Sempat Ditahan, Menteri Palestina Akhirnya Dibebaskan Israel

Senin, 01/07/2019 10:45 WIB

Yerusalem, Jurnas.com - Aparat kepolisian Israel akhinya membebaskan Menteri Palestina untuk Urusan Yerusalem, Fadi Hadami tak lama setelah diringkus di rumahnya di Yerusalem Timur.

Sebelumnya, pengacara menteri itu menatakan, pasukan Israel menahan Hadami dalam srangan fajar dan menggeledah rumahanya. Polisi Israel tidak memberikan alasan apa pun atas penangkapan itu.

"Dia ditangkap sebagai akibat dari tekanan yang dilakukan sayap kanan Israel pada pemerintah negara itu setelah Hadami bergabung dengan kunjungan presiden Chili di Masjid Al-Aqsa," kata Jabara dalam sebuah pernyataan.

Sebelumnya, Hamadi menemani Presiden Chili, Sebastian Pinera selama kunjungan ke kompleks Masjid Al-Aqsa di Yerusalem Timur, Selasa (25/6).

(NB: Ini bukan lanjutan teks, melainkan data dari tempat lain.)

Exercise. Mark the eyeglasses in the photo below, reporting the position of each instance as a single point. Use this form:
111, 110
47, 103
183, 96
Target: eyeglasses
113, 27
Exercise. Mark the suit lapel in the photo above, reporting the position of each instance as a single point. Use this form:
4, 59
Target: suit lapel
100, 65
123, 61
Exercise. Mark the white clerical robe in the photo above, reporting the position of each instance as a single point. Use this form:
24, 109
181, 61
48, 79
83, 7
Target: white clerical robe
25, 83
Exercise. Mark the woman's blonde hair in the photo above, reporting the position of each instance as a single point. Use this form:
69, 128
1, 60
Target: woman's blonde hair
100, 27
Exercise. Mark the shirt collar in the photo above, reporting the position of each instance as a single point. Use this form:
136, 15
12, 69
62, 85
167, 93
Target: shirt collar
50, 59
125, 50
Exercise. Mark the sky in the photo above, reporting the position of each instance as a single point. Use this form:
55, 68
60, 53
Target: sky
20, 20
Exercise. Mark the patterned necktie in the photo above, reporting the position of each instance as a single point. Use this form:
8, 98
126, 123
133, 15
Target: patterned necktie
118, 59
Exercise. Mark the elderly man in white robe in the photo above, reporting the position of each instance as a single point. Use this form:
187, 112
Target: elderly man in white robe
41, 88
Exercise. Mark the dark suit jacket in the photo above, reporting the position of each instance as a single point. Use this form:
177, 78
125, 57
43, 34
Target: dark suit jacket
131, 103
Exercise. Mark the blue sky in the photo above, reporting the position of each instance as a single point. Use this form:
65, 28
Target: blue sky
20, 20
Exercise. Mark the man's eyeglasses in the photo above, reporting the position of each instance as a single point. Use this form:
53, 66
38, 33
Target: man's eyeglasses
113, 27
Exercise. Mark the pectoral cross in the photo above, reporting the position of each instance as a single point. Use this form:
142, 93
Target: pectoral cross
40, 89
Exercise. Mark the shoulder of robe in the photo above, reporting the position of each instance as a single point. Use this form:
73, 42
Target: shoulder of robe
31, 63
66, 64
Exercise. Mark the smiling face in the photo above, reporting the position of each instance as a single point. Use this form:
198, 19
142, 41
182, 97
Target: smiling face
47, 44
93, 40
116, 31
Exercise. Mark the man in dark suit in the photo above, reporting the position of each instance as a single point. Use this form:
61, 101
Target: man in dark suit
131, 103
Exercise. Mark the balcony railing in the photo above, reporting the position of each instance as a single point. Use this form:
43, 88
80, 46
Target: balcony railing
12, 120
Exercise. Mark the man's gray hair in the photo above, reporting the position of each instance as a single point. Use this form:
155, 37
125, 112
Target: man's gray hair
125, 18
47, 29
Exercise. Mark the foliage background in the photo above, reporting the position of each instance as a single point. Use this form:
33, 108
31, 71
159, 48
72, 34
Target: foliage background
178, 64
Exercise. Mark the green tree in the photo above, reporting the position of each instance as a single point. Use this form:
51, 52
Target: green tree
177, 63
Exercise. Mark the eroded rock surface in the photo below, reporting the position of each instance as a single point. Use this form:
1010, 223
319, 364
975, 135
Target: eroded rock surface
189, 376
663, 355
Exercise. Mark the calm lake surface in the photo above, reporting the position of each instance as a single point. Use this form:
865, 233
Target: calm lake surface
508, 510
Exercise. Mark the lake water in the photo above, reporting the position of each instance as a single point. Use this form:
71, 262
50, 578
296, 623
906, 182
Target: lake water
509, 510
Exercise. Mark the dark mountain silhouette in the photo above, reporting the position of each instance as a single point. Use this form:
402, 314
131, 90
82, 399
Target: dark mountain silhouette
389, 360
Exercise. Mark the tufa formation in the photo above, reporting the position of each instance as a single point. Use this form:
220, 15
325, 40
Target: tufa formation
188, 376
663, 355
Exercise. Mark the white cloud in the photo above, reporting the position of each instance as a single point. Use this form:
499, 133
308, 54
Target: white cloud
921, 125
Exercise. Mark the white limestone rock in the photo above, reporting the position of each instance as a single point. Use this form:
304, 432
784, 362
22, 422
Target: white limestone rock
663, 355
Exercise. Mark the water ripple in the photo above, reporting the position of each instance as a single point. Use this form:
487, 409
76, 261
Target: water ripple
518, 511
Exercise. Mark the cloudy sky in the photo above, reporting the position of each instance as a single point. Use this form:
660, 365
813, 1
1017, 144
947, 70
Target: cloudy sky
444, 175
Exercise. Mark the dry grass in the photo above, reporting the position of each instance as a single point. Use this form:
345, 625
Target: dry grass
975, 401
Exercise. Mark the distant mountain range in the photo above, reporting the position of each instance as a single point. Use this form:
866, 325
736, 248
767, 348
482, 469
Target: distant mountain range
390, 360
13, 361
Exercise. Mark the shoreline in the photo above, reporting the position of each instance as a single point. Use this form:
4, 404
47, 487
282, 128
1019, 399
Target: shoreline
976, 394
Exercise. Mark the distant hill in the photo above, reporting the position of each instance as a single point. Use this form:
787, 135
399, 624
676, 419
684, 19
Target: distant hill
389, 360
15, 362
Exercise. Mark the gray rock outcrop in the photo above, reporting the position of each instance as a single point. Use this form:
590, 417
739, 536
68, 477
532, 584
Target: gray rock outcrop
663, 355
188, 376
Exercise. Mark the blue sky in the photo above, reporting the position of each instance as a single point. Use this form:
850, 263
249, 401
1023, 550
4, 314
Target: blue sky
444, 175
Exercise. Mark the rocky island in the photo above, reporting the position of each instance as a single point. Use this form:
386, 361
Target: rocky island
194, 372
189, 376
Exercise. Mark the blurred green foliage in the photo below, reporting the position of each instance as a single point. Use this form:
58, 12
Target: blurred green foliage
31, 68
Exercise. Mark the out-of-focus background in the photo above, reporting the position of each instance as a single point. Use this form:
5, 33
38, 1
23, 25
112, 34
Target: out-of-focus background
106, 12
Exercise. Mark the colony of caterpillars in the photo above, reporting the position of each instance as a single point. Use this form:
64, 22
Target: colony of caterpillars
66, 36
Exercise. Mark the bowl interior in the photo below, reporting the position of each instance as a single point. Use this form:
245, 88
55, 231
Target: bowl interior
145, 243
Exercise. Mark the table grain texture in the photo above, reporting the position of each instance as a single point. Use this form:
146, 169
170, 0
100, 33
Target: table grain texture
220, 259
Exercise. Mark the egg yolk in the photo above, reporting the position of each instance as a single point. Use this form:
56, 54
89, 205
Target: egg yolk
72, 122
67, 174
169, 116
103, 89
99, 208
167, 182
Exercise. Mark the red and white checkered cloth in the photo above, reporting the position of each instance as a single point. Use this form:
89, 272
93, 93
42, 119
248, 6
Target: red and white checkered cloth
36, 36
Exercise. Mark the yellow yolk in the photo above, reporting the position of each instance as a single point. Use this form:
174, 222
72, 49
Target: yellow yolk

Langkah itu membuat marah pemerintah Israel, yang kemudian memanggil duta besar Chili untuk memprotes kunjungan tersebut.

Menurut pengacara itu, agen intelijen dan polisi Israel memeriksa Hadami dengan tuduhan melanggar kedaulatan Israel atas Yerusalem dan Masjid Al-Aqsa.

Bagi umat Islam, Al-Aqsa merupakan situs tersuci ketiga di dunia setelah Mekah dan Madinah, sementara umat Yahudi menyebut daerah itu sebagai Gunung Bait Suci, tempat dua kuil Yahudi berdiri pada zaman kuno.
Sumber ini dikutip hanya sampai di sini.